O amor, para ser amor de Brasília, amor mesmo, da Capital Federal, do Planalto Central, do Sonho de Dom Bosco, disso tudo (Dom Bosco não é um vinho barato?), tem que ser de altos e baixos, tem que ser chocante, de concreto, de linhas retas, de mármore e asfalto, e tem que ser alaranjado, bucólico, verde, de folhas secas, tem que ser seco, seco e frio, seco e quente, mas seco.Uma secura que cura. Ah, e tem que ser um lago inteiro. Para ser um amor de brasiliense, um amor de Brasília mesmo, tem que ser meio cerrado, meio UnB,meio Ceub, meio Parque da Cidade, meio Água Mineral.
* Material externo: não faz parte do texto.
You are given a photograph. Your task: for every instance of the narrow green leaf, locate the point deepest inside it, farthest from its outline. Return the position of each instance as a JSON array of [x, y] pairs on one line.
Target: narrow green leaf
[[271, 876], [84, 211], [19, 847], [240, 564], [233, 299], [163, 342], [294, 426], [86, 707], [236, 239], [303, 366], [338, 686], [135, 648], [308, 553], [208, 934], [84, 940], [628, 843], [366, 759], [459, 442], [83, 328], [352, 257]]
Amor, para ser amor mesmo, amor daqui, tem que ser Sul e Norte, tem que ser escrito com L, com W, com 3, com 2, com 508 Sul, com Gama, e enfeitado com cobogós e pilotis. Tem que ser crucificado em Eixos. Todo amor, que é amor que se preza, do Plano Piloto, da Libélula do Brasil, da capital da esperança, de vez em quando está voando, como os prédios do Niemeyer, como as paisagens de Lúcio Costa. Amor, para ser amor, tem que contar com poeta russo, com capital inicial e com uma colina. Nas horas mais punks, porque todo amor tem um momento punk, tem que ser aborto elétrico, tem que ter um pouco de detrito federal. Tudo isso. Tudo isso e mais um pouco. Amor que é amor tem uma ave branca, que em Tupi significa Tawa-tinga. É amor de invasão e é um poço azul, límpido, fresco. Amor, para ser amor de Brasília, tem que atingir de legião, tem que ligar as tripas e fazer poesia árabe no Beirute que chegue até o Líbano. Tem que ser de feiticeira louca. Amor é um pouco feliz, que nem o DI, e um pouco triste, que nemo o Polo de Cinema. Amor ceilandense, amor de núcleo e de candango, amor de águas claras, do Vicente com a Pires, do Eduardo com a Mônica, do Leo com a Bia, de várias formas, da Santa com a Maria, que vai até o entorno. Amor abrange tudo, que nem Brasília. Amor é isso e muito mais.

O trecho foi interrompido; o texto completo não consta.